Os produtos de branqueamento da pele continuam populares nos Camarões, apesar dos riscos
Usando um chapéu grande protegendo o rosto dos raios solares em Camarões, Jeanne, de 63 anos, agora se arrepende amargamente de ter usado produtos para clarear a pele depois de ser diagnosticada com câncer de pele. Ela é uma das muitas mulheres nos Camarões que usam os produtos controversos que foram proibidos após a indignação nas redes sociais.
“Fico envergonhada quando as pessoas olham para mim”, disse a comerciante da capital Yaoundé, desejando usar apenas o seu primeiro nome. Depois que uma lesão cresceu em seu rosto durante cinco meses, ela foi a um médico que a diagnosticou com um dos cânceres de pele mais comuns. Os médicos disseram a ela que o câncer está ligado ao uso de produtos para clarear a pele há 40 anos.
Jeanne, como milhões de pessoas em África e em todo o mundo, utilizou os produtos para uma pele mais clara.De acordo com a Sociedade de Dermatologia dos Camarões (Socaderm), quase 30 por cento dos residentes na capital económica Douala e um quarto das estudantes usaram produtos clareadores da pele em 2019.
Para algumas pessoas, como a estudante Annette, de 20 anos, os efeitos podem ser severos. Ela disse que sofre de manchas vermelhas no rosto, descamação da pele e também queimaduras. “Debaixo de um sol forte, meu rosto ficou quente e tive que parar”, explicou ela.
Os produtos com nomes como “White now” e “Super white”, são instantaneamente reconhecíveis nas prateleiras das lojas pelas mulheres de pele clara nas embalagens.
Muitos dos produtos contêmníveis perigosos de produtos químicos que inibem a produção de melanina , uma substância produzida no corpo pela exposição ao sol.
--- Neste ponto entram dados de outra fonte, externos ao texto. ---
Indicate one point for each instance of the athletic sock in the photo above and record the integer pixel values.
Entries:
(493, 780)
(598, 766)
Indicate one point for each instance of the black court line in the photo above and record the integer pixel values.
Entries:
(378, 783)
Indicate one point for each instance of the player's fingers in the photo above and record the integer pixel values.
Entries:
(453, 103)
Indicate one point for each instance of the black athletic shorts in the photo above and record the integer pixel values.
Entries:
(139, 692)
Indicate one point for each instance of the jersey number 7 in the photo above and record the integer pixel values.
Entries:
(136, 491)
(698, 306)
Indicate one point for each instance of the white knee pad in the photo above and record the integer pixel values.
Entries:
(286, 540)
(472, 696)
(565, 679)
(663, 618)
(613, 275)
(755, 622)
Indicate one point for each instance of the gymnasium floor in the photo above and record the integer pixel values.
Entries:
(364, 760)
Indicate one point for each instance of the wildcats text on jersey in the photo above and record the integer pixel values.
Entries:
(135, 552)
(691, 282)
Um dos produtos químicos é a hidroquinona, proibida na União Europeia desde 2001 devido ao risco de cancro e de mutações genéticas.
A hidroquinona é de facto um dos produtos de branqueamento mais utilizados nos Camarões, de acordo com um estudo de 2019 da Universidade de Yaoundé I. Mas outros ingredientes perigosos, como o mercúrio, também são comuns nestes produtos, que agora são vistos comoverdadeiro problema de saúde pública.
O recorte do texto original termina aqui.